I tecnici cercarono di ovviare a queste debolezze con soluzioni varie, montando dei rinforzi e facendo modifiche. Ma il problema fondamentale, quello del rinculo, non era risolvibile: nonostante tutti gli sforzi, dopo ogni colpo lo scafo continuava a slittare all’indietro. Questo voleva dire che ci voleva parecchio tempo per posizionarlo, e che lo stesso terreno non poteva essere scelto a caso (banalmente, non era possibile metterlo nei pressi di un fosso o su una collina). Il tempo di caricamento comunque era piuttosto breve: appena cinque minuti, rigorosamente con la canna messa in orizzontale.

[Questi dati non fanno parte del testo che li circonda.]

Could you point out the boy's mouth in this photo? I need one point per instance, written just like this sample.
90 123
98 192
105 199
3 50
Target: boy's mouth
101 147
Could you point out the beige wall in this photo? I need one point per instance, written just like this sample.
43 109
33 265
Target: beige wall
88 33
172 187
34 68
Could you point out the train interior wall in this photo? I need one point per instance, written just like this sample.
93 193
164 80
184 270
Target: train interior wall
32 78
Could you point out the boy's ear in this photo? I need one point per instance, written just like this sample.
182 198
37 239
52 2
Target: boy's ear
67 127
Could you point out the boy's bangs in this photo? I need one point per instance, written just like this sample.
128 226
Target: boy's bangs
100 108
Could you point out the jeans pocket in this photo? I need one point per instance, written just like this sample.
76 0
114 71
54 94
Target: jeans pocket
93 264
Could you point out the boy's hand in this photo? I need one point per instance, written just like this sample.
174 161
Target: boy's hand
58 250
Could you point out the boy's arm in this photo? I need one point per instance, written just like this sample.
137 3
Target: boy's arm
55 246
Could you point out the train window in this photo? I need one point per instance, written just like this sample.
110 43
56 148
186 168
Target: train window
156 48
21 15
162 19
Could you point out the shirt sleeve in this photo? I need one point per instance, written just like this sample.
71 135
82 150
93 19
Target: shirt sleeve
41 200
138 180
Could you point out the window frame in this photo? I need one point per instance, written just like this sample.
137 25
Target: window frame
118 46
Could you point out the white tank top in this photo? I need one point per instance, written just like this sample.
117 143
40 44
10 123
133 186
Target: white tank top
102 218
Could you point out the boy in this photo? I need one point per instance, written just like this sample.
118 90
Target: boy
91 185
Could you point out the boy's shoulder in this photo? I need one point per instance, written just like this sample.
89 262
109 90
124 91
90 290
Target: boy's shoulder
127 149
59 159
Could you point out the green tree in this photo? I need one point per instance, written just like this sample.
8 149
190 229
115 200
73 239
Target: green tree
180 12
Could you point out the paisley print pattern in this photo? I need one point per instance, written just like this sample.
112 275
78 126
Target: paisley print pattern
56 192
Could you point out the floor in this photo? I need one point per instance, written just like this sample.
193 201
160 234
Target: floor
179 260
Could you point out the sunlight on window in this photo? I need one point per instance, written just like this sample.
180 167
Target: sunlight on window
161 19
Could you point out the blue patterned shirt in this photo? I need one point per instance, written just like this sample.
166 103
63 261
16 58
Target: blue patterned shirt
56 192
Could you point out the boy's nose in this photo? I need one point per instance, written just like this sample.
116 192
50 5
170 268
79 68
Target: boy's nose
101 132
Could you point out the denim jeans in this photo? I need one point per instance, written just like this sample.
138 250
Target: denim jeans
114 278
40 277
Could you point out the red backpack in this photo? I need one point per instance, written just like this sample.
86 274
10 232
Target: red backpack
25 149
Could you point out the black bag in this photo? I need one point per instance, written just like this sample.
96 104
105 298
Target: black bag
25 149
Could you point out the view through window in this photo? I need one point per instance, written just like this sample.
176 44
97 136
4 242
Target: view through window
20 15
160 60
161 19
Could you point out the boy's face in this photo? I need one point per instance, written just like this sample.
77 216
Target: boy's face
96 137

Un altro problema era la scarsa mobilità. Per farla breve: non poteva passare sui ponti (troppo pesante), nei sottopassi (troppo ingombrante), niente treni (sui vagoni non entrava) e niente città (il cannone era troppo lungo per le curve cittadine).

Il ritiro dal servizio

Alla fine, i militari interruppero il programma nel 1960: il 2A3 Kondensator 2P aveva troppe limitazioni e non era pratico come arma. Per il ruolo di appoggio nucleare tattico, in attesa di riuscire a miniaturizzare ancora di più un’arma nucleare, si decise di optare per i missili balistici tattici ed i razzi d’artiglieria. Fino a quel momento, ne erano stati costruiti quattro, sotto il controllo dell’Alto Comando di Artiglieria. Questi erano ritenuti una potenziale minaccia dalla NATO, e quindi costantemente monitorati (esattamente quello che facevano, a parti invertite, i sovietici con gli M65). Probabilmente, in caso di guerra, sarebbero stati uno dei primi obiettivi ad essere colpiti.

La parata sulla Piazza Rossa

Nel 1957, il 2A3 Kondensator 2P venne fatto sfilare per l’annuale parata sulla Piazza Rossa. Ovviamente, per le sue dimensioni, destò un enorme stupore tra i presenti, tra cui anche giornalisti occidentali (puntualmente invitati per permettergli di raccontare al mondo la potenza dell’esercito sovietico. Del resto le parate servono a questo). Gli esperti militari esaminarono il Kondensator e giunsero a due conclusioni.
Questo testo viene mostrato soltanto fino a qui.